仲良しのパートナーとのセックスに抵抗を感じる人もいる

セックスはパートナーとの大切なコミュニケーションのひとつです。

でも、こころと身体は互いに影響を及ぼし合っているもの。ですから、相手に対して不安やためらい、不信感などがあると、身体もパートナーを受け入れられなくなってしまいます。また、パートナーとの仲は問題ないのに、なぜかセックスすることに抵抗を感じてしまう人もいます。

セックスに消極的になる自分を受け入れていい

パートナーともっと親密になりたいのに、こころがセックスに対して後ろ向きになってしまう……。
これは決して珍しいことではありません。
「セックスが好きになれない」「セックスが嫌い」「セックスがなければもっとラクになるのに」
まずは、そう思ってしまう自分を受け入れてあげてください。そしてその次に、セックスに消極的になる原因を考えてみましょう。

セックスに消極的になる原因

以下にあげた原因にあてはまるものはないでしょうか?

①予期不安

予期不安とは、「以前失敗したから今回もうまくいかないかも」「先日とても痛かったから、また痛いかも」と緊張することが再度の失敗につながり、その失敗の繰り返しが不安をさらに強化していくという悪循環を指しています。過去のセックスで痛みや恐怖を経験した場合によく起こります。

②親の価値観の内面化

性は、生育歴が大きく影響しています。
初潮や体の変化に対して母親に否定的な言動をされたり、交際を禁止されたりしてきたために、恋愛やセックスに後ろめたさや罪悪感を抱いてしまうことがあります。
幼少期から自分の中に取り入れてきた親の価値観を切り離すことができず、セックスをこころから楽しむことができなくなるのです。

③パートナーとの関係性

セックスは自分のすべてをパートナーに委ね、無防備に愛し合う行為です。相手への不信感があると、こころからリラックスすることができません。
「家事育児の役割分担に不公平感がある」「金銭感覚が合わない」「言葉で傷つけられたことがひっかかっている」など日常生活での不満があると、セックスの場面でも集中できず、頭が興奮していないことが痛みにもつながってしまいます。
この場合は2人の関係性を見つめ直すことから始めることになります。

④性欲の相性

一般には男性の方が性の衝動が強い傾向にあり、特に若い頃は女性が受けとめきれない場合があります。セックスに強い嫌悪感がある状態を「性嫌悪症」と呼びますが、そこまでいかないとしても、「仕方なく受け入れているが、しないで済むならそれに越したことはない」と義務感でしている女性も多くいます。
生まれつき性欲が強い、弱いというのは確かにあると思います。その相性が合わない場合、どちらかが我慢するのではなく、話し合って折り合いをつけていくことが大切です。

⑤マンネリ

付き合いの長いカップルの場合、飽きがくるのは避けられません。
新鮮味や好奇心がなくなってしまうことで、自然にセックスレスになっていくこともあります。
お互いが納得しているのならそれが悪いわけではないのですが、スキンシップを大事にしているカップルは生涯にわたり強固なパートナーシップを保てると思います。
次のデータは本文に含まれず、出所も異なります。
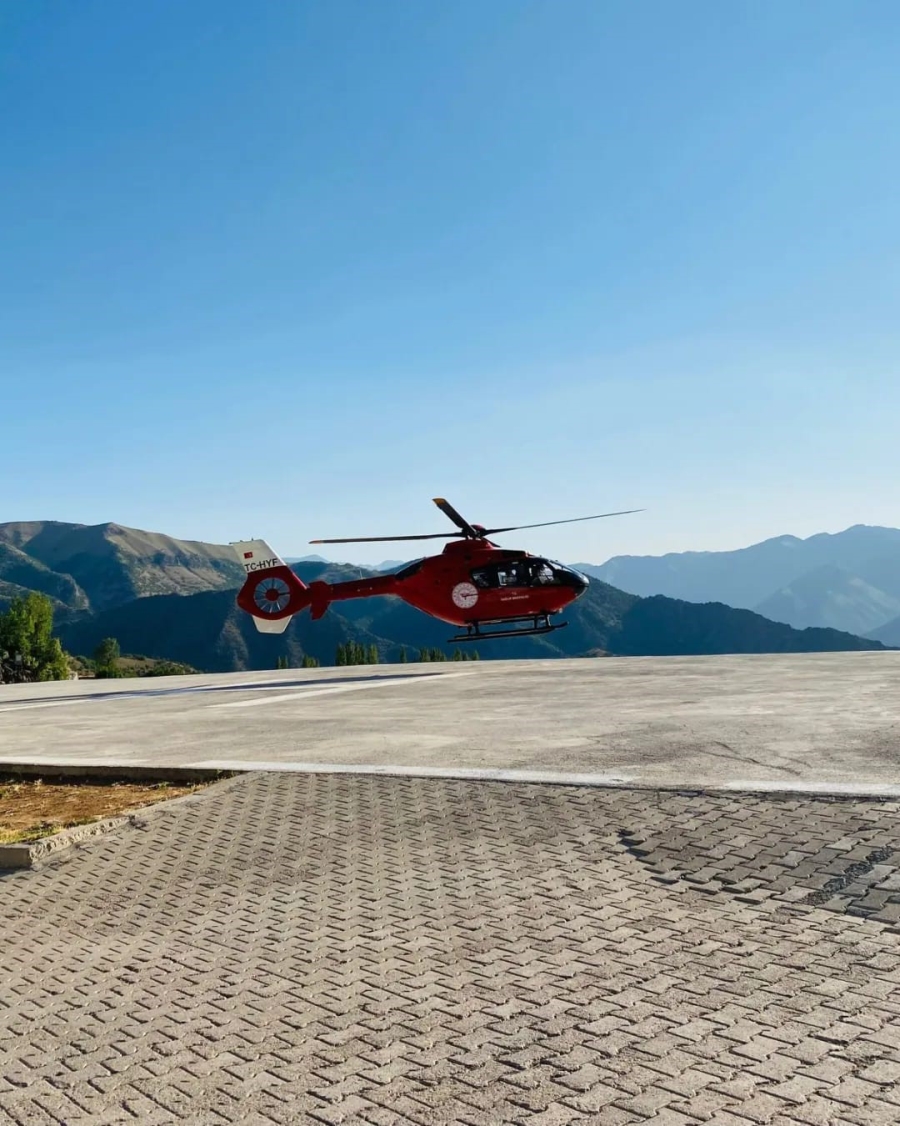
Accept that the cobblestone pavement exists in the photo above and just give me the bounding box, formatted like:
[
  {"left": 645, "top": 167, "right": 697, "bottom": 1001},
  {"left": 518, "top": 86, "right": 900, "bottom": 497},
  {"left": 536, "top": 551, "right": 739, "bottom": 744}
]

我慢するセックスから解放されるためにカウンセラーに相談する

セックスは我慢して行うものではありません。
する自由もしない自由もあります。
でも「パートナーが好きだから一緒にいたい」「そのためにセックスへの苦手意識をなくしたい」、そう思っているのだとしたら。
なぜセックスをしたくないのか、それはどのような状況ならば変わりそうか……カウンセラーと一緒にこころの探求をしてみてはいかがでしょうか。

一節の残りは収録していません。